Individuato l´uso della tecnica sinòpiale per la costruzione dei mosaici sui pavimenti pompeiani. L'impiego di quel procedimento, già noto per le ville di Stabiae e così chiamato dalla terra di colore rosso (era utilizzata per tracciare le linee guida necessarie a una pittura parietale) che si trovava a Sinòpia, sul mar Rosso, è stato accertato per la prima volta sui mosaici della casa di Fabio Rufo, a Pompei, nell´Insula Occidentalis, una sorta di immenso condominio con vista sul golfo, abitato dai vip cittadini dell´epoca.
«In effetti - spiega Mario Grimaldi, l´archeologo dell´equipe di studiosi dell´Istituto Suor Orsola Benincasa che ha individuato quei mosaici di secondo stile - quando si doveva realizzare un´opera musiva importante, i maestri che guidavano la bottega incaricata del lavoro mettevano in pratica un mezzo semplicissimo: tracciavano disegno e scene sul pavimento nudo e le dipingevano con gli identici colori dei marmi che vi sarebbero stati incollati sopra».
In quella maniera per l´operaio posatore, che poteva anche essere a digiuno di ogni tecnica, non ci sarebbe stata nessuna possibilità di sbagliare su numero e colore delle tessere da inserire. Le scoperte tuttavia non si fermano ai mosaici.
Le indagini hanno permesso di svelare come la casa di Marco Fabio Rufo fosse una vera e propria villa e tra le più belle della città. Gli architetti di 2000 anni fa, partendo da un nucleo base fatto di abitazioni senza alcuna pretesa, erano riusciti a realizzare un unico fabbricato a più livelli.

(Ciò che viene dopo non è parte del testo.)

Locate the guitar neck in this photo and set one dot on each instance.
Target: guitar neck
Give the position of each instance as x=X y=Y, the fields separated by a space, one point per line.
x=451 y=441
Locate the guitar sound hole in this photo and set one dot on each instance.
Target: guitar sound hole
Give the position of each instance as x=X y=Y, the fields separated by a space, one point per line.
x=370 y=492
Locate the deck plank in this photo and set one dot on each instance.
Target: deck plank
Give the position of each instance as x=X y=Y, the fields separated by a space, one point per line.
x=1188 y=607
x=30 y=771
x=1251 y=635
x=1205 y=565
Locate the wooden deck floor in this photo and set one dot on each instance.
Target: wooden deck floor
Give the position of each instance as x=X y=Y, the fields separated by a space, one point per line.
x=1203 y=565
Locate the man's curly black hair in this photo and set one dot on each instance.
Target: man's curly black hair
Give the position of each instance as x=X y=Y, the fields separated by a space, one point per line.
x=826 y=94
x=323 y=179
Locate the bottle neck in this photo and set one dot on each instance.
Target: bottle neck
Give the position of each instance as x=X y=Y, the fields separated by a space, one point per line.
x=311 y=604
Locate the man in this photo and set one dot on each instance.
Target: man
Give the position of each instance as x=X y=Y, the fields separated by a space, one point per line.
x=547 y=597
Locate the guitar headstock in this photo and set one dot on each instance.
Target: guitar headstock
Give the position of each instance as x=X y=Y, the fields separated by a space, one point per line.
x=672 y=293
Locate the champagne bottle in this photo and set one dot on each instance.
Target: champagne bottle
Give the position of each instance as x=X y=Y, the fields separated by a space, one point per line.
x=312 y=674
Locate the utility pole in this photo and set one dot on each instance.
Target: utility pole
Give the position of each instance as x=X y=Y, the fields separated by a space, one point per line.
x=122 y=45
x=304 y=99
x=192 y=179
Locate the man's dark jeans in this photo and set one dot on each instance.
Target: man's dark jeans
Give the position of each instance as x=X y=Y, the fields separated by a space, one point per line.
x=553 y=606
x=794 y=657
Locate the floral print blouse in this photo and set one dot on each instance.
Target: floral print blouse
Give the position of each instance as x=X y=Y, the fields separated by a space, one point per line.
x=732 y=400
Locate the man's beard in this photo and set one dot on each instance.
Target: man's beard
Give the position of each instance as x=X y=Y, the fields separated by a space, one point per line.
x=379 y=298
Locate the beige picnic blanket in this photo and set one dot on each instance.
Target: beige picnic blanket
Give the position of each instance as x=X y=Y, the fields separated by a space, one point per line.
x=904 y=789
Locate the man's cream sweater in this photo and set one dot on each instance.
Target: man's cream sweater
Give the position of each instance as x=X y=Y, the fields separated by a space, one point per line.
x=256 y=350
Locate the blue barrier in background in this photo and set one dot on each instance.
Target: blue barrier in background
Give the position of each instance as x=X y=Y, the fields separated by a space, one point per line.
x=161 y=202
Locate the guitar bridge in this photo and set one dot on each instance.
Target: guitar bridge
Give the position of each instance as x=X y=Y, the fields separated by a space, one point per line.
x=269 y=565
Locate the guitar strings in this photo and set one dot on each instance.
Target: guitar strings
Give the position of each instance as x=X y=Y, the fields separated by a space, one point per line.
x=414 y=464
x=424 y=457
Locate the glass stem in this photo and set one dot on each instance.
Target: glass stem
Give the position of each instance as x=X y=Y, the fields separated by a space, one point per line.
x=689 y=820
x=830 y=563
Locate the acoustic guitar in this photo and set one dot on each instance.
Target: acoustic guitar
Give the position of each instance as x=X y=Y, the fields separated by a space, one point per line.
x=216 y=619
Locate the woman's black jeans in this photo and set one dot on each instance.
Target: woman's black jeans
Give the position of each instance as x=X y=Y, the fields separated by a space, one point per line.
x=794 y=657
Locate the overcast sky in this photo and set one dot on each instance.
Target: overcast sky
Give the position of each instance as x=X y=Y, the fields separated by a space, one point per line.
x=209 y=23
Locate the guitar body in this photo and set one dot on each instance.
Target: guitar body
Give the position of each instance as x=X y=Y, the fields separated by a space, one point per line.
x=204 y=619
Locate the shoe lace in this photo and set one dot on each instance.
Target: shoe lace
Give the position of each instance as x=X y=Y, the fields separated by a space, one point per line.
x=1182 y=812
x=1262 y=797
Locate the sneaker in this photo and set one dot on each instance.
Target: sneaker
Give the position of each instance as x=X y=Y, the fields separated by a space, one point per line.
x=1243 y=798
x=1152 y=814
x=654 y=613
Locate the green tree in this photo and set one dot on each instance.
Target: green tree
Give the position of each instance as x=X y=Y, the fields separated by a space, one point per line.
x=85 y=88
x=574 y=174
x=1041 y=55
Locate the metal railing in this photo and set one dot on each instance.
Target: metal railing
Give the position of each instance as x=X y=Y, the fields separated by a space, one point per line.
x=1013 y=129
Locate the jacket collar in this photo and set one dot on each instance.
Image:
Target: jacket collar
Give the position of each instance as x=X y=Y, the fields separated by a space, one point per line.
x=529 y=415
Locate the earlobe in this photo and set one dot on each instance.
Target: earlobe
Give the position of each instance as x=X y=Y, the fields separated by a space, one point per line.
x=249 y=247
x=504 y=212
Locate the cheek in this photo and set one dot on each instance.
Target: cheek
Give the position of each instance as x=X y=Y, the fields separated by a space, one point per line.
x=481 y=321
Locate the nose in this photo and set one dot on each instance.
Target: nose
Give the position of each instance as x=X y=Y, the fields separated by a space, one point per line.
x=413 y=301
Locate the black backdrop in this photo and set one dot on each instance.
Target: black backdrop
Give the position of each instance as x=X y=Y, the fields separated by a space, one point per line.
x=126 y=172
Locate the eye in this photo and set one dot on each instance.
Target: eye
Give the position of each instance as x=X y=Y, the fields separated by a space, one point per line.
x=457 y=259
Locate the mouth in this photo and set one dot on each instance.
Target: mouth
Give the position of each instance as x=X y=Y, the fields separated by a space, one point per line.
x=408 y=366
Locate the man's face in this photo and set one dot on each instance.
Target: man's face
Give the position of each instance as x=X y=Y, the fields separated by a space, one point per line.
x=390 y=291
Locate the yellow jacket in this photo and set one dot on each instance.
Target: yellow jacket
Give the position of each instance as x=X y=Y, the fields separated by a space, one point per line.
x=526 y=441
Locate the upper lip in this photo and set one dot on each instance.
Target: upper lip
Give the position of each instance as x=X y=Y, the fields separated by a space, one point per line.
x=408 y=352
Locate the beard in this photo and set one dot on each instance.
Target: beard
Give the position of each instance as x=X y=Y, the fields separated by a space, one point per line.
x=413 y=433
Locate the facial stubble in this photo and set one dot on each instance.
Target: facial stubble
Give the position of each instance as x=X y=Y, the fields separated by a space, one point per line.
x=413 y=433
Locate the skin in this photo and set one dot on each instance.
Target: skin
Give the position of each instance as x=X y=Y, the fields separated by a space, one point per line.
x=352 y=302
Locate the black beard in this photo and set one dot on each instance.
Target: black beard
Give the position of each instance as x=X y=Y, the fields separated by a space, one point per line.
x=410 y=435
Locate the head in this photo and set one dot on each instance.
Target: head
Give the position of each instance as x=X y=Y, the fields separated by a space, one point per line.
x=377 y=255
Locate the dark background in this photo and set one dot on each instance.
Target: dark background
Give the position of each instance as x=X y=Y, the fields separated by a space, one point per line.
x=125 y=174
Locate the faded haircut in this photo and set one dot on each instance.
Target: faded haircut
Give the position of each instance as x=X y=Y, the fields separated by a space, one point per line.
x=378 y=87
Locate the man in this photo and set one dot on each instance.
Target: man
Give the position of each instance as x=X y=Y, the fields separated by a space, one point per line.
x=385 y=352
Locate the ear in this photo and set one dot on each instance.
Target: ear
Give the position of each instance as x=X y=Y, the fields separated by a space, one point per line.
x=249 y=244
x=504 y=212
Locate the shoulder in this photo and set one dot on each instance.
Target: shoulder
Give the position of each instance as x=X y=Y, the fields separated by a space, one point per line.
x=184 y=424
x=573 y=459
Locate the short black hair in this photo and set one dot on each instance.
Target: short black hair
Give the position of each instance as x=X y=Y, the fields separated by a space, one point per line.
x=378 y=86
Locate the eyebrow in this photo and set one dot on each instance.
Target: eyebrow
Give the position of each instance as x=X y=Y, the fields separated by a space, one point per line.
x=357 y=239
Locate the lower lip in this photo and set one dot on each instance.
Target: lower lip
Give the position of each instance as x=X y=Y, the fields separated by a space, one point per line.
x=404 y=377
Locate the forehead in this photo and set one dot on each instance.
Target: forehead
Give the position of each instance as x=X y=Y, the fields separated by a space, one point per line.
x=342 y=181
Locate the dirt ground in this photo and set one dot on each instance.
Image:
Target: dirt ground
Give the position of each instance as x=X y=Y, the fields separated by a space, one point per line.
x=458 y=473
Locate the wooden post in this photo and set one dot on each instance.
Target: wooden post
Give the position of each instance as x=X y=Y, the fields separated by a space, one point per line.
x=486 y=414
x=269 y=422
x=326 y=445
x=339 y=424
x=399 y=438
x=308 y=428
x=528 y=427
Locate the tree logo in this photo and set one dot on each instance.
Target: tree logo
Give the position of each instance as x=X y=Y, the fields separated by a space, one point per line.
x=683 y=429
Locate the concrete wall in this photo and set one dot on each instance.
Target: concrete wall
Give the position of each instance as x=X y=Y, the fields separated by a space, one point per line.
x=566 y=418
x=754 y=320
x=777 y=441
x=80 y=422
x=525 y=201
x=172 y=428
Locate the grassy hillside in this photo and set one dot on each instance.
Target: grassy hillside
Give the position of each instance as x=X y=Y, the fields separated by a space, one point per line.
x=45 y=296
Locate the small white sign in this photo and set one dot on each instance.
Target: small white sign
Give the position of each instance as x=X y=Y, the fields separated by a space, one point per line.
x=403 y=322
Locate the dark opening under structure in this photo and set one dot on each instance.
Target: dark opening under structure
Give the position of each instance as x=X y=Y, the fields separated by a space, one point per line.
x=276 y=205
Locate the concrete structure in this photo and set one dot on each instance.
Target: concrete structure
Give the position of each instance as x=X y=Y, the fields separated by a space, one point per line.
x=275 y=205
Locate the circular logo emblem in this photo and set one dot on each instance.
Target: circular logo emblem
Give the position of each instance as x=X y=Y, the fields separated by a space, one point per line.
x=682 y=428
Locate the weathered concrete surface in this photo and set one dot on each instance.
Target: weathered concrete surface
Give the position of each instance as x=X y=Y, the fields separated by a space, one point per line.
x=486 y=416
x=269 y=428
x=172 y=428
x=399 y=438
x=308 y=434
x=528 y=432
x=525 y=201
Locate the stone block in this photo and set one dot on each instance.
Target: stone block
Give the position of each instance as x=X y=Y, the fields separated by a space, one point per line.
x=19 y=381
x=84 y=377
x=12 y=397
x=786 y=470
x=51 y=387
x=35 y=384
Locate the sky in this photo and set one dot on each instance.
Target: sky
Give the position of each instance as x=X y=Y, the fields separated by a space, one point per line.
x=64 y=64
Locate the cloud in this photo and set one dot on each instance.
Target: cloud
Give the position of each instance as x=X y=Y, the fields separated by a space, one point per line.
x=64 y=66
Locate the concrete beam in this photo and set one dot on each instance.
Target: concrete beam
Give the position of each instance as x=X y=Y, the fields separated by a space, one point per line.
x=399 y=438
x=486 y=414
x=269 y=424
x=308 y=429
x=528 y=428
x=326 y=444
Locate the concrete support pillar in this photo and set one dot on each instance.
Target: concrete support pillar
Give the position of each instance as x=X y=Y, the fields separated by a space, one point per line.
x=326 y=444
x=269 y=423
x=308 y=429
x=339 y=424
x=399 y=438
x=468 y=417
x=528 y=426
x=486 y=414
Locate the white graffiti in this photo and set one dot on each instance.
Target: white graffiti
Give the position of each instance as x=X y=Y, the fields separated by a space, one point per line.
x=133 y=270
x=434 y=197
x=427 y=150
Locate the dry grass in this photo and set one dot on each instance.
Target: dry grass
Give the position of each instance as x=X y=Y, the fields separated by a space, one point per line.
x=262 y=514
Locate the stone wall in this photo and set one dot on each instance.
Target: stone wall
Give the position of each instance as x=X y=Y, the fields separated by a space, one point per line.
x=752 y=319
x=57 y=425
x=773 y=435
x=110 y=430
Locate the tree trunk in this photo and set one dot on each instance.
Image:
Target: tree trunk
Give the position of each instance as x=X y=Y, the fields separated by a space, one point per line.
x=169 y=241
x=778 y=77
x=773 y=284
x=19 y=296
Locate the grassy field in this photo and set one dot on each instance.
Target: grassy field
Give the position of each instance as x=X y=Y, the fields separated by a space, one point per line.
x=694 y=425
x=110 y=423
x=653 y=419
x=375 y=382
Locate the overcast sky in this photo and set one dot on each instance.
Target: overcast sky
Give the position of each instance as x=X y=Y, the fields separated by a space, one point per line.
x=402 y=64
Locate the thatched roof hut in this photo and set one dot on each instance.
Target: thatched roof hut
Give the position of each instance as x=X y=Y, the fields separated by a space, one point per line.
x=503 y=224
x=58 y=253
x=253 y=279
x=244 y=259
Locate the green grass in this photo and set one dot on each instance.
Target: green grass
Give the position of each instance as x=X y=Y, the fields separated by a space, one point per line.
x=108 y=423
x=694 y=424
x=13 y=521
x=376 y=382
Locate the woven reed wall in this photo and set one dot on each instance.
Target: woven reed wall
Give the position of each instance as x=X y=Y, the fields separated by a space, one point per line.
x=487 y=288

C´era un portico esterno, in tufo giallo, con un giardino al cui centro si trovavano fontane con giochi d´acqua. L´ambiente, poi, continuava con una serie di giardini pensili degradanti verso il mare, distante solo qualche centinaio di metri.
Le scoperte fatte nella casa di Rufo e le altre nelle case e nelle ville adiacenti (Umbricio Scauro, Maio Castricio, Casa del Bracciale d´oro, lo scavo del principe di Montenegro) hanno quindi consentito la pubblicazione di Pompei, insula Occidentalis, saggio imponente, che accoglie tutti gli studi fatti di recente su circa trecento metri di fronte ovest della città.
Quell´area, indagata già nel 700 e nell´800, fu sistematicamente spogliata di oggetti e decorazioni confluite nei depositi e nelle collezioni del Museo nazionale di Napoli. Nel volume, coordinato da Masanori Aoyagi, professore emerito dell´Università di Tokio, e Umberto Pappalardo, docente all´Istituto universitario Suor Orsola Benincasa, al quale hanno messo mano archeologi ed esperti in ricostruzioni 3D (Varriale, De Simone, Ciardiello, Grimaldi, Esposito, Notomista, Piccirilli, Vallifuoco) e che è stato patrocinato dall´Università di Tokio attraverso il Centro Ricerche sulla pittura di quella istituzione, dunque propongono anche tutti gli apparati spostati da Pompei e oggi presenti nelle collezioni napoletane.
La presentazione del libro è prevista a Pompei, nel mese di giugno.